The Perfect Enemy | Fact Check-WHO chief has been vaccinated against COVID-19, contrary to social media claims
July 13, 2025
Fact Check-WHO chief has been vaccinated against COVID-19, contrary to social media claims
Fact Check-WHO chief has been vaccinated against COVID-19, contrary to social media claims

An extract from a documentary featuring the head of the World Health Organization (WHO) Tedros Adhanom Ghebreyesus is circulating online. The 35-second-long clip shows an interview in which Ghebreyesus, who is Ethiopian, addressed how he waited until May 2021 to get his first COVID-19 vaccine, to align with and wait for the vaccination campaigns in Africa and other low-income countries.

The clip, however, is being shared by social media users in August 2022 to falsely claim Tedros has not been vaccinated against COVID-19.

“Tedros not jabbed? Well who’d have thought?” reads one tweet with the video that has been retweeted over 5,000 times (here).

“So Tedros hasn’t had any Vx because he’s ‘protesting’,” reads another highly-retweeted iteration (here).

Other examples are viewable on Twitter (here) (here) (here), Facebook (here) (here) (here) and Instagram (here).

A spokesman for the WHO told Reuters that allegations on Tedros not being vaccinated are false. “Dr. Tedros has communicated that he was vaccinated [against COVID-19] in May 2021,” he said.

On May 12, 2021, Tedros tweeted that he had been vaccinated against COVID-19 at a university hospital in Switzerland and posted a photo of the moment (here). In a subsequent tweet, the WHO chief said governments, manufacturers and stakeholders must commit to ensure vaccine equity for all (here).

ORIGIN OF THE CLIP

The video circulating on social media is an authentic segment from the HBO documentary “How to survive a pandemic,” which follows the race to develop and distribute COVID-19 vaccines (here) (www.imdb.com/title/tt14153420/).

The exchange took place on June 12, 2021 – a month after Tedros got his first dose – at WHO’s headquarters, hours before Tedros addressed the G7 summit, according to Jon Cohen, a staff writer for the journal Science, who conducted the interview.

A transcript of the full interview is viewable on the Science website. It shows the edit that made it into the documentary does not include Tedros’s original response to Cohen’s question about the date of his first vaccination. It also does not include Cohen’s next question, to which Tedros is seen replying in the circulating clip ( bit.ly/3Qk4LlC ).

The exchange, according to the transcript, which has been “edited for brevity and clarity,” Science clarifies, went as follows:

“C: I want to ask you about your own vaccination.

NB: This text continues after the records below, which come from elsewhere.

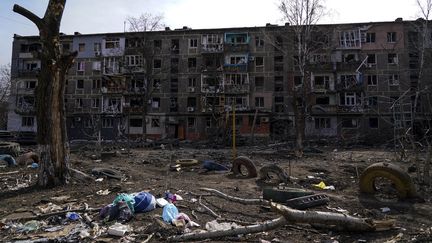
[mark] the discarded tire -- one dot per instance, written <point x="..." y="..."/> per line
<point x="401" y="179"/>
<point x="9" y="148"/>
<point x="245" y="162"/>
<point x="187" y="162"/>
<point x="110" y="173"/>
<point x="282" y="194"/>
<point x="267" y="170"/>
<point x="308" y="201"/>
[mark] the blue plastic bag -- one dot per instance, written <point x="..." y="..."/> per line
<point x="169" y="212"/>
<point x="144" y="202"/>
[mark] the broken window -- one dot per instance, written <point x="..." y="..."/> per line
<point x="27" y="121"/>
<point x="236" y="78"/>
<point x="112" y="43"/>
<point x="191" y="122"/>
<point x="278" y="84"/>
<point x="349" y="123"/>
<point x="157" y="44"/>
<point x="350" y="39"/>
<point x="373" y="101"/>
<point x="193" y="43"/>
<point x="157" y="63"/>
<point x="81" y="66"/>
<point x="155" y="102"/>
<point x="259" y="83"/>
<point x="392" y="58"/>
<point x="173" y="104"/>
<point x="237" y="59"/>
<point x="370" y="37"/>
<point x="349" y="57"/>
<point x="156" y="84"/>
<point x="322" y="122"/>
<point x="259" y="102"/>
<point x="191" y="102"/>
<point x="325" y="100"/>
<point x="175" y="46"/>
<point x="97" y="47"/>
<point x="371" y="59"/>
<point x="191" y="62"/>
<point x="81" y="47"/>
<point x="79" y="103"/>
<point x="96" y="83"/>
<point x="191" y="82"/>
<point x="80" y="84"/>
<point x="95" y="103"/>
<point x="259" y="41"/>
<point x="174" y="85"/>
<point x="391" y="37"/>
<point x="135" y="122"/>
<point x="133" y="60"/>
<point x="321" y="82"/>
<point x="259" y="61"/>
<point x="372" y="80"/>
<point x="393" y="79"/>
<point x="298" y="81"/>
<point x="279" y="104"/>
<point x="107" y="122"/>
<point x="97" y="65"/>
<point x="373" y="122"/>
<point x="30" y="84"/>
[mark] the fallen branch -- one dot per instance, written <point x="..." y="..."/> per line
<point x="262" y="202"/>
<point x="342" y="221"/>
<point x="46" y="215"/>
<point x="310" y="217"/>
<point x="80" y="176"/>
<point x="269" y="225"/>
<point x="208" y="209"/>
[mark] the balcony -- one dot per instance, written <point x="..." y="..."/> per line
<point x="354" y="109"/>
<point x="236" y="42"/>
<point x="212" y="89"/>
<point x="241" y="67"/>
<point x="324" y="109"/>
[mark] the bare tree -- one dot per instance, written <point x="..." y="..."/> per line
<point x="51" y="126"/>
<point x="302" y="15"/>
<point x="419" y="134"/>
<point x="144" y="46"/>
<point x="5" y="86"/>
<point x="145" y="22"/>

What was the date you got your first shot?

T: May 12.

C: You’re the head of WHO. You could have said in December 2020, “I’m ready.” Why did you wait?

T: I feel like I know where I belong: in a poor country called Ethiopia, in a poor continent, Africa. With the privileges I have here, maybe I had a chance to have it first. I don’t want to use that, because I want to be reminded every day that vaccination should start in Africa. I wanted to wait until Africa and other countries in other regions, low-income countries, started vaccination.

I have a background as a health worker and I’m in one of the risk groups. They were beginning to vaccinate health workers and risk groups [in Africa] around that time, so I thought that was my turn. I was checking my turn, actually, compared to what I would have in Africa, not in Geneva. I was protesting.”

On Aug. 5, Cohen took to Twitter to debunk the claims about Tedros’ vaccination (here) (here), which he described as “lies.”

Ethiopia started its national vaccine campaign on March 2021 with the inoculation of frontline workers (here) (here).

By August 1, 2022, only 21% of Africa’s population had been fully inoculated ( bit.ly/3QjTSAc ).

Reuters has reported on how low vaccination rates in Africa were due in part to richer nations having hoarded supply in 2021, when global demand was greatest, “to the chagrin of African nations desperate for international supplies” (here).

VERDICT

Misleading. Claims that the chief of the World Health Organization Tedros Adhanom Ghebreyesus has not been vaccinated against COVID-19 are false, a spokesperson for the WHO told Reuters. Tedros said he had gotten his first dose on May 12, 2021. A video circulating on social media shows Ghebreyesus discussing why he waited until that date to get his vaccine: to protest against inequity of the distribution of COVID-19 vaccines in low-income countries.